Students explore the preconceived opinions that we have about people based on first impressions and lack of understanding of different perspectives. Students explore examples of bias in their own personal experiences.
The learner will:
- define "stereotype," "prejudice," "tolerance," "intolerance," "bias" and "discrimination."
- describe the difference between and identify examples of stereotype, prejudice, and discrimination.
- identify personal biases.
- Several pictures from magazines depicting people from widely diverse backgrounds and expressions (reflecting a variety of backgrounds, styles, and stereotypes).
- Chart paper
- Self-stick notes
- Personal Opinion Survey (handout)
Students will be asked to ask their parents for times that they have experienced or witnessed discrimination and prejudice in their lives. Students will be asked to report when they return to class the next day. Be sure to ask students to get permission from their parents to share the stories and accounts the next day.
Upon entering the classroom, the students will find a variety of pictures of diverse people. Ask the students to identify the pictures of people who are from a different country.
Discuss with students the pictures and their conclusions. What assumptions do we make with very little information?
Distribute Personal Opinion Survey (handout) to students. Ask them to silently check the responses that are closest to their opinion. Tell them that some of the statements may be narratives the media inadvertently communicates.
Write "stereotype" on the board or overhead and ask students to give their ideas of what the term means. Record several responses.
Using chart paper, write the remaining vocabulary words (prejudice, tolerance, intolerance, bias, and discrimination), one word on each sheet. Distribute self-sticking notes to the students and ask them to write a definition for each word without actually looking up the word. Have the students put their definitions on the chart paper. Ask a few students to explain their definitions and why they wrote what they did. After discussion of several definitions, arrive at one common definition for each term. Once the definition has been determined, have students look up the terms in a dictionary to determine the accuracy of their definitions. Solicit examples of each of the terms. At this point, students should add these definitions to their notes and/or journals.
Have the students discuss how they felt about the opinion survey with two other students in the classroom. Ask them to discuss where they learn their perspectives.
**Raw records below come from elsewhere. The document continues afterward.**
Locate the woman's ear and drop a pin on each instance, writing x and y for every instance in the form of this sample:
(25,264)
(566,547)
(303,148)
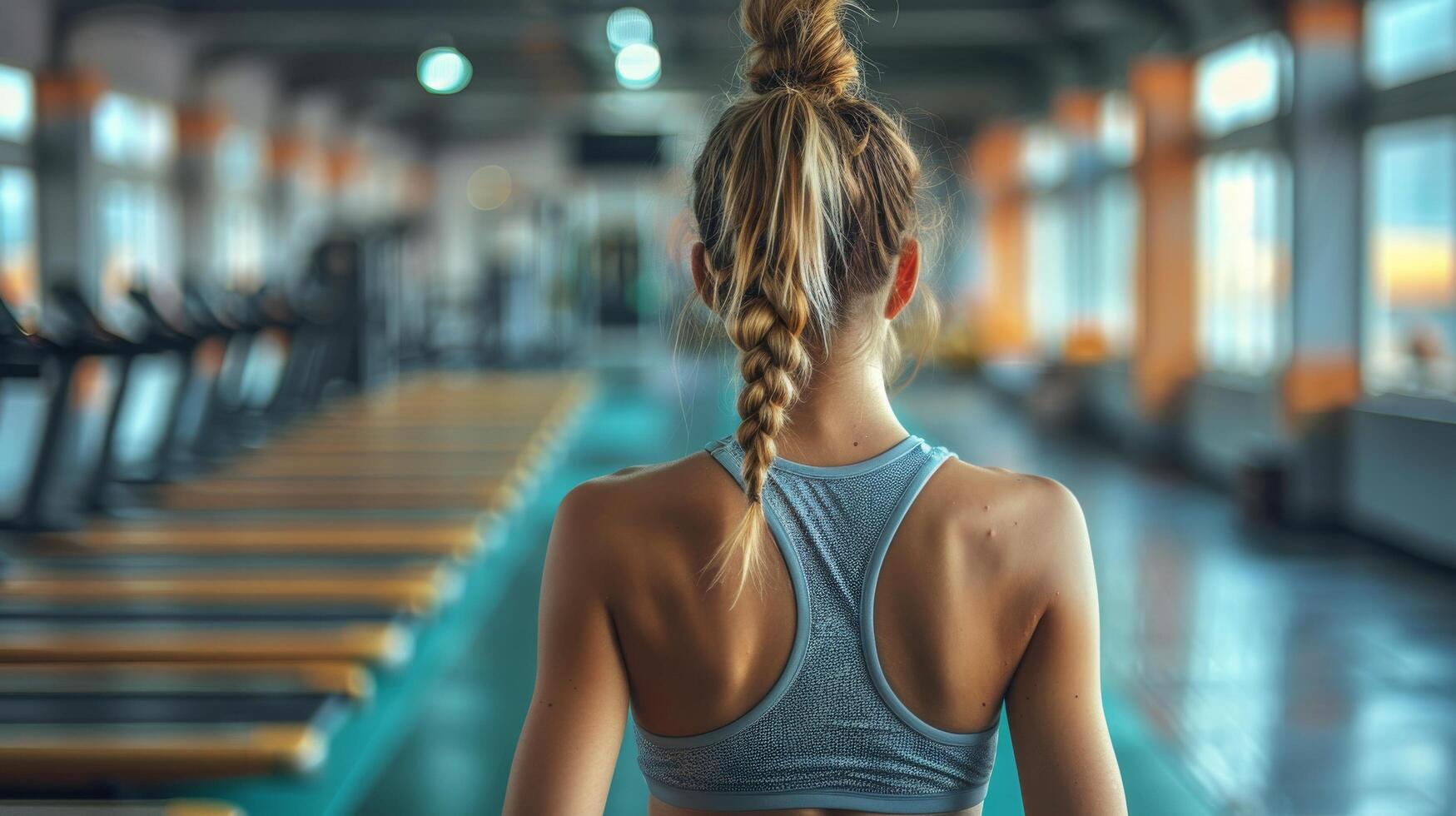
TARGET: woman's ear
(907,276)
(702,281)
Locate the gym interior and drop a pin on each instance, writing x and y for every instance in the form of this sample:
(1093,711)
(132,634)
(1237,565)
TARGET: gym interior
(315,309)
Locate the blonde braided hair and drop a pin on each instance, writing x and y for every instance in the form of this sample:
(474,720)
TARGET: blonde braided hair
(804,196)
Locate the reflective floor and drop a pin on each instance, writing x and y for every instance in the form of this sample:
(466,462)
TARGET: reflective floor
(1247,670)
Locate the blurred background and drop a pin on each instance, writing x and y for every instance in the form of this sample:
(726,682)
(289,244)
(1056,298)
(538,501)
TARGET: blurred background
(1197,261)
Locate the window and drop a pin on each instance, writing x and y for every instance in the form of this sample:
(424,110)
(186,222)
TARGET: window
(1046,157)
(239,215)
(1050,283)
(1242,85)
(19,271)
(1244,261)
(1409,40)
(133,133)
(1119,139)
(1411,227)
(17,104)
(1111,291)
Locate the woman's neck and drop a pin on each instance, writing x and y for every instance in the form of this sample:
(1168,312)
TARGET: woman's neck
(842,417)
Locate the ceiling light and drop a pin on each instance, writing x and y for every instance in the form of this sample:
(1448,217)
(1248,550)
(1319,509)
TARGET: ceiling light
(639,66)
(628,27)
(443,70)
Give them tips for listening with respect. They don't have to share their biases, and they should try to listen without judgment. Note: Be advised that there will be some differences in attitudes among the students. Make sure students understand that they are not in a debate but becoming aware of the messages we hear and adopt.
Conduct a class discussion of the opinion surveys. Ask students why their surveys are the same or different from others (family background, experience). Discuss the value of differences in a community. Discuss the challenges.
Discuss how a community can work for the common good if the people have different perspectives.
Discuss what they can do (as a service project) to promote respect and appreciation for diversity. Ask students whether there is a specific population that they would like to advocate for.
Optional: Some of the statements on the opinion survey could be an expression of one of the vocabulary terms. As an assessment, have students write a sentence relating the statement to a vocabulary word, and turning the statement around so it is inclusive.
Strand PHIL.II Philanthropy and Civil Society
Standard PCS 02. Diverse Cultures
Benchmark MS.6 Describe <i>social class</i> and its role in a nation's history.